Jan 6, 2020


Ontario College of Teachers v. Bouragba, 2019 ONCA 1028 (CanLII)

[Lauwers, Fairburn and Zarnett JJ.A.]


AB, acting in person

Christine Lonsdale and Charlotte-Anne Malischewski, for the respondent

Keywords: Tort, Defamation, Anti-SLAPP, Courts of Justice Act, R.S.O. 1990, c. C.43, s. 137.1, 1704604 Ontario Ltd. v. Pointes Protection Association, 2018 ONCA 685


AB is a member of the Ontario College of Teachers (the “College”) and was a member of the College’s Council from July 1, 2012 to October 2, 2014, when he resigned. AB sent several communications to past and present members of the Council, the Attorney General of Ontario, and the Minister of Education advocating for a public inquiry into a wide range of alleged misconduct on the part of the College and people affiliated with it. The College sued, alleging that the communications were defamatory.

AB brought a motion to dismiss the defamation lawsuit under the Anti-SLAPP provisions set out in s. 137.1 of the Courts of Justice Act. The motion judge denied AB’s motion on the ground that he had not discharged his burden of proving that the defamation proceeding arose from an expression that related to a matter of public interest. AB appealed.


(1) Did the motion judge err in denying AB’s motion?


Appeal allowed.


(1) Yes. Although the motion judge adverted to the requirement to view the communications objectively, she did not properly apply the test. Viewed objectively, and divorced from any consideration of the merits or manner of expression and the motive of the speaker, the Court found that the communications could not be reasonably said to relate solely to “private grievances” and the motion judge’s finding to this effect were a palpable and overriding error.

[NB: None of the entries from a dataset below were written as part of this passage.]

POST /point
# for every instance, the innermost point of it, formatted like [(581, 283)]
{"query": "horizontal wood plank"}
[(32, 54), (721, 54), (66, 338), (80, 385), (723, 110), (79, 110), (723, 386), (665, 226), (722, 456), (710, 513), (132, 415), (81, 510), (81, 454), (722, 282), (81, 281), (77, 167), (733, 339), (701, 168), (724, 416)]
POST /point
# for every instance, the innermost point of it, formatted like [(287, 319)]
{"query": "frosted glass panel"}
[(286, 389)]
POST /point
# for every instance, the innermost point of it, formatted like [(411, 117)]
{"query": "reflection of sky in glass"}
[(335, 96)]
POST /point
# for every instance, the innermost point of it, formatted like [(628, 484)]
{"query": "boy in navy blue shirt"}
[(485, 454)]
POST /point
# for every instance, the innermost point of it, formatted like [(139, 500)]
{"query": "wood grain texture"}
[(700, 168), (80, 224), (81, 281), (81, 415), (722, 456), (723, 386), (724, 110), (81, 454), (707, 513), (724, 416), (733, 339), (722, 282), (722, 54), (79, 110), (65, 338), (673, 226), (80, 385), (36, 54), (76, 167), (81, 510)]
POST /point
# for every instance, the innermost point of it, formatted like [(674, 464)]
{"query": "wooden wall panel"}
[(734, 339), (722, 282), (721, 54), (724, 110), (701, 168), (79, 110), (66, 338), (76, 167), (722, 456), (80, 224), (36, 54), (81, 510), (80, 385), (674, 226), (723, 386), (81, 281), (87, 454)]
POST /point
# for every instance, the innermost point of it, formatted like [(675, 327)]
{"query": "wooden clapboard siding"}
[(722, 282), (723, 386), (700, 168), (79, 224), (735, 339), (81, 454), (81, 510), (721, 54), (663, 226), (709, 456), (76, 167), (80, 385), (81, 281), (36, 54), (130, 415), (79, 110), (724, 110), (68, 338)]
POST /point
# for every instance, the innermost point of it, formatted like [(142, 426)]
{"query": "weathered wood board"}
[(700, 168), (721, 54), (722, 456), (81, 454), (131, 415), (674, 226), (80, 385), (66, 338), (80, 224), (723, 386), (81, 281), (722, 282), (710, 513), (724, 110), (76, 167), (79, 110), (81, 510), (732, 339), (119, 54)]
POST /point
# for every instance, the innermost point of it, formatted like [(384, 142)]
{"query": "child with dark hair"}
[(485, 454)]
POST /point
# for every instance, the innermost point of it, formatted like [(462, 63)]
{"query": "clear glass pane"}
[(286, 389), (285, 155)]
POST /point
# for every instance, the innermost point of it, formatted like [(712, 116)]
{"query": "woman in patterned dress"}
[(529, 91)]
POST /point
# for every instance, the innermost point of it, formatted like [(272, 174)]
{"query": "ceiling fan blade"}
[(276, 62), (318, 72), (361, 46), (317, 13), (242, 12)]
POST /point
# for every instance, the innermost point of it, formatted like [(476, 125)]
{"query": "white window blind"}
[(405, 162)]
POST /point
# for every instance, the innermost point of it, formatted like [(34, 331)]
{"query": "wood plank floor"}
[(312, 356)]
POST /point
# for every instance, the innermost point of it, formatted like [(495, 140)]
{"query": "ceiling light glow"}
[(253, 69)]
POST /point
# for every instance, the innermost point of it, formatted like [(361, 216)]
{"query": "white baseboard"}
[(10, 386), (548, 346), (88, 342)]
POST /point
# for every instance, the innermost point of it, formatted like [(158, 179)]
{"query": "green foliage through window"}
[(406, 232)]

The Court also noted that the finding appeared to have been impermissibly tainted by a consideration of AB’s motive. At the first threshold step of the analysis, in assessing whether the expression is a matter of public interest under s. 137.1(3) of the Courts of Justice Act, the court is not to consider the motivations of the allegedly defamatory speaker. Motivations do play a role in the third step relating to the “public interest hurdle”. However, the Court found in this case that the motion judge appeared to have taken AB’s motivations into account in concluding, at step one, that AB was expressing “private grievances,” so that the public interest element had not been satisfied.

Further, the motion judge misapprehended the test under s. 137.1 as set out in 1704604 Ontario Ltd. v. Pointes Protection Association, 2018 ONCA 685 (“Pointes”). AB’s communications were mixed, but many elements manifestly engaged the public interest. Whether those elements were sufficient to attract the protection of s. 137.1 should have been assessed further at the second step, the “merits-based hurdle,” and at the third step, the “public interest hurdle.” However, the motion judge stopped her analysis at the first step and did not proceed to the second and third steps of the Pointes analysis.

The Court was reluctant to carry forward the reasoning process required by s. 137.1 on appeal without full argument on the “merits-based hurdle” and the “public interest hurdle,” and in the absence of careful analysis by a motion judge. Therefore, the appeal was allowed and the appellant’s motion was remitted to the Superior Court to be heard by a different judge.